Industry lobbyist Mike Barley told Spotlight PA last year that 42% was “higher than the industry can sustain.” A soon-to-be reintroduced industry-friendly proposal championed by state Sen. Gene Yaw (R., Lycoming) put the tax rate at 16%. Yaw’s Williamsport-based district houses a skill game manufacturer.
Barley also said he wanted a “fair and impartial regulator” instead of the state’s gaming board. As Spotlight PA previously reported, the board members privately met with casino lobbyists before moving to ban skill games in 2020.
In a statement Thursday, Barley said only that the skill games industry “looks forward to engaging and working through the legislative process to find a solution that truly works for all Pennsylvanians.”
Meanwhile, casinos are pushing for a tax rate on skill games equal to the roughly 50% rate placed on their own slots. They have also lobbied for stricter regulations on businesses that operate skill games, such as requiring video monitoring of the devices and limiting the number in each establishment.
In a statement, Pete Shelly, a spokesperson for the casino-backed Pennsylvanians Against Gaming Expansion, said that without strict rules, the proliferation of skill games “provided cover for underage gambling and no help for compulsive gamblers.”
Once gaming talks start, other groups — such as the producers of video gaming terminals (VGTs) — are quick to jump in. State law currently restricts the devices, which work differently than skill games but are similar to slots, to truck stops and taxes them at 52%.
In an October interview with Spotlight PA, Matthew Hortenstine, chief counsel for VGT producer J&J Ventures, argued that allowing all gaming devices to compete in a free market would provide more tax revenue and a bigger boost to small businesses’ bottom lines.
“What we advocate for is device parity, regulatory parity, [and] tax parity,” Hortenstine said. “I don’t want a leg up on them, but they shouldn’t have a leg up on me either.”
Settling the debate now falls to the divided General Assembly, which just finished a tumultuous and largely unproductive session.
Pennsylvania House Democrats have been quiet on the issue, arguing it is incumbent on Senate Republicans to come to an agreement first. The lower chamber may also struggle over the bill, however. Philadelphia lawmakers, for instance, have previously called for their home city to retain the right to regulate the games at a higher level than the state.

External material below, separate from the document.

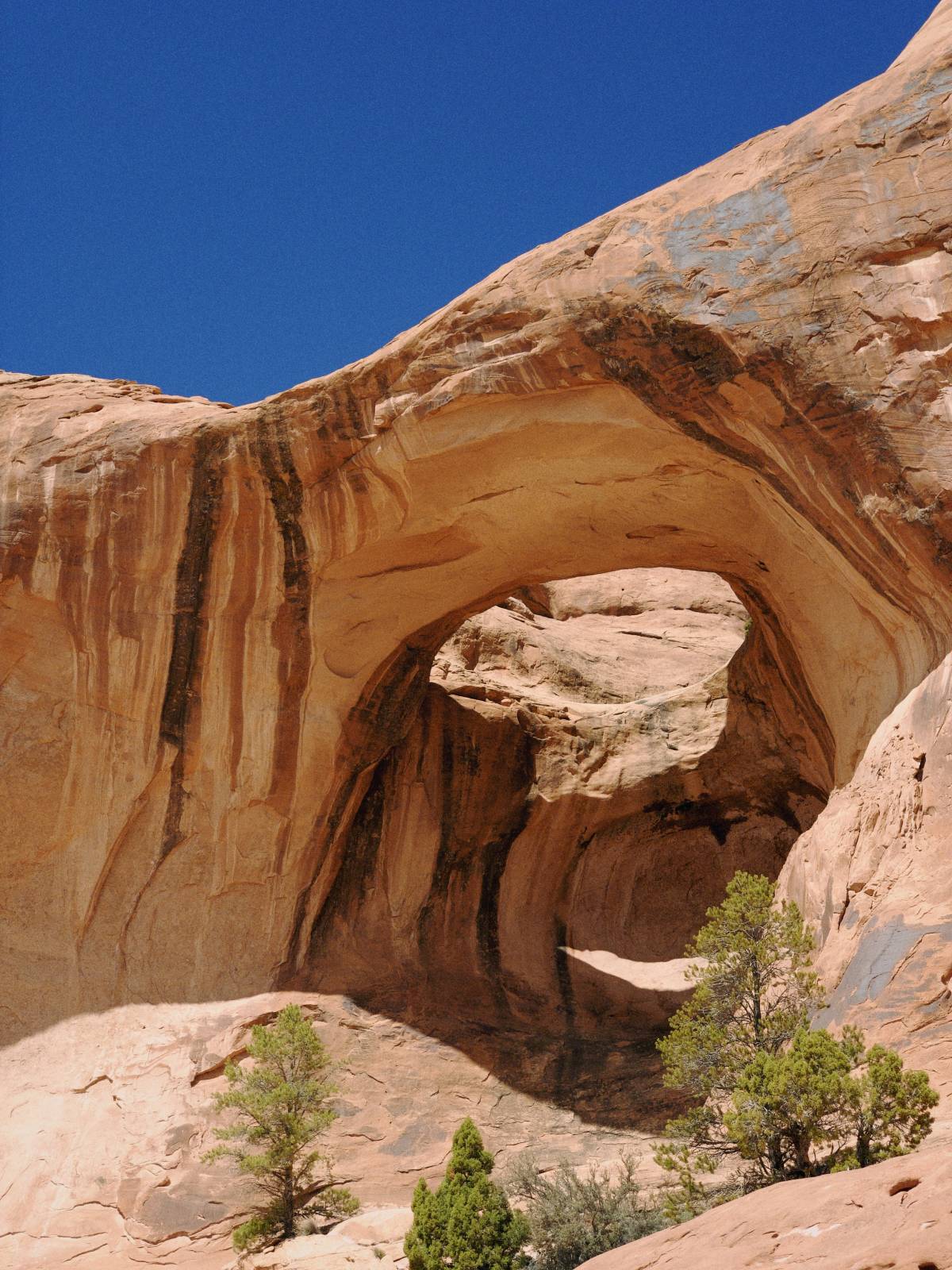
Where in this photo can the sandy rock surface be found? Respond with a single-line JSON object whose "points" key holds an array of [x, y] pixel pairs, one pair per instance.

Still, the desire for extra cash come budget time may incentivize the legislature to figure out a deal.
While Pennsylvania has roughly $3 billion in leftover surplus dollars, budget projections expect that to run out by 2026 — and the state’s tax revenue is already slightly below projections this year.
Without balanced budgets in the coming years, the state would be forced to tap its rainy day fund, cut spending, or raise taxes to right the fiscal ship.

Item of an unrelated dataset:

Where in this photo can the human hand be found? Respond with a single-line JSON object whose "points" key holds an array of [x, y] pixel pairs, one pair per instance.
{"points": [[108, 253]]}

Shapiro projected that taxing the games at his preferred rate would bring in $150 million in the first year and that annual revenues would climb after that.
Asked about skill games at an unrelated news conference Thursday afternoon, Shapiro said the taxation and regulation of the machines is “unfinished business” from last session and that he was encouraged by the Senate GOP memo.
A Shapiro spokesperson added that the governor again intends to propose the item in his budget address on Feb. 4. The details of the proposal, the spokesperson added, are pending.